De samenhang tussen de beide heffingen wordt in het OWB-stelsel tot uiting gebracht door het indirecte imputatiestelsel dat daaraan ten grondslag ligt. Dit indirecte imputatiestelsel vindt zijn uitwerking in een heffing van OWB naar een proportioneel tarief, gevolgd door een secundaire heffing eveneens naar een proportioneel tarief. Echter, bij de vaststelling van de hoogte van de tarieven wordt rekening gehouden met de samenhang tussen beide heffingen, zodat per saldo een belastingdruk wordt bereikt vergelijkbaar met de huidige belastingdruk op ondernemingswinsten.

Conclusie

Invoering van een OWB-stelsel zoals door mij is uitgewerkt, leidt tot een fiscaal neutrale behandeling van ondernemingswinsten, met als gevolg het verdwijnen van een fiscaal belang bij de rechtsvormkeuze. De generieke insteek van het stelsel heeft onder meer tot gevolg dat wisseling van rechtsvorm geen (negatieve) fiscale gevolgen veroorzaakt. De eerdere genoemde flexibiliteit die thans in de civiele wetgeving voor ondernemingen wordt nagestreefd, wordt hiermee naar mijn mening gediend.

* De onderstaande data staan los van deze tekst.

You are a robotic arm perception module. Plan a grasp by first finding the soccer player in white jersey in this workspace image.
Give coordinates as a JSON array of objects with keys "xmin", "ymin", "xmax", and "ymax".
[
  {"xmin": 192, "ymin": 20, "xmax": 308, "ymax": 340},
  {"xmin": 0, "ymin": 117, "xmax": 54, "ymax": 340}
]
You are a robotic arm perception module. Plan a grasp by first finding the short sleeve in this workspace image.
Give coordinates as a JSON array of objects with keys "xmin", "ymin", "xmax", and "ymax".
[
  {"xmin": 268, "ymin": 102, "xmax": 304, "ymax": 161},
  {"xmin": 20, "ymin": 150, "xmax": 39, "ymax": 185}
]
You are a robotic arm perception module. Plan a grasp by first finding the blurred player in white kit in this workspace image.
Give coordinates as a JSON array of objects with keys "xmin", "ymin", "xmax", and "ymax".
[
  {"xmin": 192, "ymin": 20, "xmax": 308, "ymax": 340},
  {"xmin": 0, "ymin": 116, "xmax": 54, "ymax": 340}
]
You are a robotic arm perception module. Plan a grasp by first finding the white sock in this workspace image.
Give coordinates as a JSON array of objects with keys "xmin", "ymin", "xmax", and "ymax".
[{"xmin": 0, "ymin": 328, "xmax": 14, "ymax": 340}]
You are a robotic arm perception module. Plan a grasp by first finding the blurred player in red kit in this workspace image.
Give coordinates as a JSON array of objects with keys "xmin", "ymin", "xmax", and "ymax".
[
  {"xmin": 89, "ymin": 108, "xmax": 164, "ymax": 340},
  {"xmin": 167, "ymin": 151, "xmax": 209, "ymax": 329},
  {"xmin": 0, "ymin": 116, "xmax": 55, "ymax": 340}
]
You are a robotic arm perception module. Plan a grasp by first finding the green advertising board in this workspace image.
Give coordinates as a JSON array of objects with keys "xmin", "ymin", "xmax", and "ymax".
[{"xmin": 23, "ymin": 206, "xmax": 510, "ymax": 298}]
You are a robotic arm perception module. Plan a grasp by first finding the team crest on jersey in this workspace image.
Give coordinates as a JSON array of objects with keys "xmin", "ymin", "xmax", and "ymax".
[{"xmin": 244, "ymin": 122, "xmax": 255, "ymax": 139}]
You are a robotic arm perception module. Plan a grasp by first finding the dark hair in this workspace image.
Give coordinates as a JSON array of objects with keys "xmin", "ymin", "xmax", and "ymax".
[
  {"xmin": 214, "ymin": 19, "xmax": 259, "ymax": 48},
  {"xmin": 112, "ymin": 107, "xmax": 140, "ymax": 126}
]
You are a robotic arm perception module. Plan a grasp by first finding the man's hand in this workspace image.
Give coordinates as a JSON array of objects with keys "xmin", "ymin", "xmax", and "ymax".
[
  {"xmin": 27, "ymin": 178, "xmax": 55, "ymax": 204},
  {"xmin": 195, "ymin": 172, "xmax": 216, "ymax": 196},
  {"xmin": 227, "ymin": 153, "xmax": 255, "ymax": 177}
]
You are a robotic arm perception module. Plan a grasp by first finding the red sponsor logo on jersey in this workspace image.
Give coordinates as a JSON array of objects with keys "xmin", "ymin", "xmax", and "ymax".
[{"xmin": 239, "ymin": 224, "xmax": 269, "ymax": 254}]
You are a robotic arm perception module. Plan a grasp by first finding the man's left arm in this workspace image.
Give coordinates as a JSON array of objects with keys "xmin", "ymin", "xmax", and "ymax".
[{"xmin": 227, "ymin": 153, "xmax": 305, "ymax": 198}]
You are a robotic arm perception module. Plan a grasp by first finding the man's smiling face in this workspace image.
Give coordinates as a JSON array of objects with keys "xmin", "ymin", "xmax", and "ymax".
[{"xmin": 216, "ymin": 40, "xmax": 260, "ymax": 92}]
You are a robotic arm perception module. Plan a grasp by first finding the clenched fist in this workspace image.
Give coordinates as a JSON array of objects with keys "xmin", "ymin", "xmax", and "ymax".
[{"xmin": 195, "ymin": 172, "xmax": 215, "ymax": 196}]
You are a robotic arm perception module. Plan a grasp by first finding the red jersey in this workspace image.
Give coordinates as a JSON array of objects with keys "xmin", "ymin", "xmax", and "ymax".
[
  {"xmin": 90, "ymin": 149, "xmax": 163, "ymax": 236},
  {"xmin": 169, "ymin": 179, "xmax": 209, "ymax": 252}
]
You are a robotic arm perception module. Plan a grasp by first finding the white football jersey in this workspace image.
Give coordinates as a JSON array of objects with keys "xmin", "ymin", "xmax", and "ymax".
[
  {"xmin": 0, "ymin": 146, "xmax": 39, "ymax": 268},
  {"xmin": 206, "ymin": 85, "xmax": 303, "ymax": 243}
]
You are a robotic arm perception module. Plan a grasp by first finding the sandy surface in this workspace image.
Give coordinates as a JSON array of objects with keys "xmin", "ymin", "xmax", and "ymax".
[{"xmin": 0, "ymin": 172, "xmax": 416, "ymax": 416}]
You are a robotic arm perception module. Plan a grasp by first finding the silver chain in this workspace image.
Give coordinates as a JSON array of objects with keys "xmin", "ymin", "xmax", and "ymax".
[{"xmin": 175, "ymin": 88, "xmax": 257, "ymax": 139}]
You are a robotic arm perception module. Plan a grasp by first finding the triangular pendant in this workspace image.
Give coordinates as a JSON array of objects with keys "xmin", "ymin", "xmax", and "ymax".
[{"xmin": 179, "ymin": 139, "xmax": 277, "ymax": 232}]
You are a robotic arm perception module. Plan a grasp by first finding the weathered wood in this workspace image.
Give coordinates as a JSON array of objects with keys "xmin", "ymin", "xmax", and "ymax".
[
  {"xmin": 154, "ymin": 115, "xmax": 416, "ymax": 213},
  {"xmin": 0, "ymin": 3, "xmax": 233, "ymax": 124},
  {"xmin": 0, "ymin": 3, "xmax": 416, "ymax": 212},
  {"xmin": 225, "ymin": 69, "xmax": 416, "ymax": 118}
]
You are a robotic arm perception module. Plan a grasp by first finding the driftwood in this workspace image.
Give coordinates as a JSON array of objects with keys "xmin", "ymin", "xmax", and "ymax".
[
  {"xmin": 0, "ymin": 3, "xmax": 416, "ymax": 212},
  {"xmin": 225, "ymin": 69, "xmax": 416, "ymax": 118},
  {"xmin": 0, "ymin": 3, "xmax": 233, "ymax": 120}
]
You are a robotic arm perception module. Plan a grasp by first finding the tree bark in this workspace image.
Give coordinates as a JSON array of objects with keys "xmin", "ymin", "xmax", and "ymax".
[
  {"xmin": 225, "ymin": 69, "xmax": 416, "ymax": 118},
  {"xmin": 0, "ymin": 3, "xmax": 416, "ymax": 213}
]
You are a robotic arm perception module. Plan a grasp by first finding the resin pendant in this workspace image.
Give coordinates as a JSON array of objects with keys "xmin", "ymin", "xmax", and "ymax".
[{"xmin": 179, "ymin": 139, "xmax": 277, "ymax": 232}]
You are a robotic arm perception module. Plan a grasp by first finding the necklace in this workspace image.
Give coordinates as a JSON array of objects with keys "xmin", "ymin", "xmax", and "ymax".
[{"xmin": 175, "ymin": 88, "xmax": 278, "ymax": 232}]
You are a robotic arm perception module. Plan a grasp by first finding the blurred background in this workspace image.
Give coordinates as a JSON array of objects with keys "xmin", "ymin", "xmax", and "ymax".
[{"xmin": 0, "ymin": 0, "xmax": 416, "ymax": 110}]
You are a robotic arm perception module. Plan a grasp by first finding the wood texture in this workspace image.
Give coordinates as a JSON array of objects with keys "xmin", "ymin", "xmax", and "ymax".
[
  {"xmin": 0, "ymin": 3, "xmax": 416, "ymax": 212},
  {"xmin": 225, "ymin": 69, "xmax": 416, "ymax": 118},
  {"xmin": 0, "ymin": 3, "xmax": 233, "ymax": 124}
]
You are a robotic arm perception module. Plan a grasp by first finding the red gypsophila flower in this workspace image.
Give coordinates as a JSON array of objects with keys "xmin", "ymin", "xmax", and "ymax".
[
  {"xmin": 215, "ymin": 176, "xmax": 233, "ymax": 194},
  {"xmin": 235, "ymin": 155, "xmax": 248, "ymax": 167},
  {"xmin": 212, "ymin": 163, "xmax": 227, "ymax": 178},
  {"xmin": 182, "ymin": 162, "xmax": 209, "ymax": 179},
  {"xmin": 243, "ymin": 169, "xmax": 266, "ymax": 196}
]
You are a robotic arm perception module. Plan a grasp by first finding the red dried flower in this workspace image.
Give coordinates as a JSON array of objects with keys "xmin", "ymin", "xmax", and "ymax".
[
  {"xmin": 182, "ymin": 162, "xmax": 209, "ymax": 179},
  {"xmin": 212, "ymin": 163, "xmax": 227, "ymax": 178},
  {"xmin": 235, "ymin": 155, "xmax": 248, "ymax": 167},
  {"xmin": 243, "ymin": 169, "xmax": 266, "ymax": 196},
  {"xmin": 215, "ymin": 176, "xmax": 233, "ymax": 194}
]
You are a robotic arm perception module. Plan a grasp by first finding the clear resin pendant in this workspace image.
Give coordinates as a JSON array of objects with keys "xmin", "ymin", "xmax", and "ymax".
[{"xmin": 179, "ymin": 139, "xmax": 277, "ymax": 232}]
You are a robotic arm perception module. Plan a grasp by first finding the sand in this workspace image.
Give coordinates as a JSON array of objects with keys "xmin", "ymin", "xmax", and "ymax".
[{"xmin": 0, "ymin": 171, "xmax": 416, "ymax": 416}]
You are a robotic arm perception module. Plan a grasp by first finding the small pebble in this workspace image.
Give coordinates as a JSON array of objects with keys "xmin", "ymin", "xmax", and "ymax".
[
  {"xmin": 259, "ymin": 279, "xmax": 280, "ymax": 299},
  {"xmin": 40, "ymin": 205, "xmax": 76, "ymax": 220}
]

Naast de fiscale flexibiliteit rondom de wisseling van rechtsvorm, worden met de invoering van een OWB-stelsel meerdere voordelen bereikt.12 Gedacht kan worden aan de fiscale begeleiding van de overdracht van de ondernemingen. Overdracht van de onderneming, op directe of indirecte wijze, leidt voor alle rechtsvormen in beginsel ‘slechts’ tot eindafrekening bij de winstgenieters, maar niet tot eindafrekening op het niveau van de onderneming.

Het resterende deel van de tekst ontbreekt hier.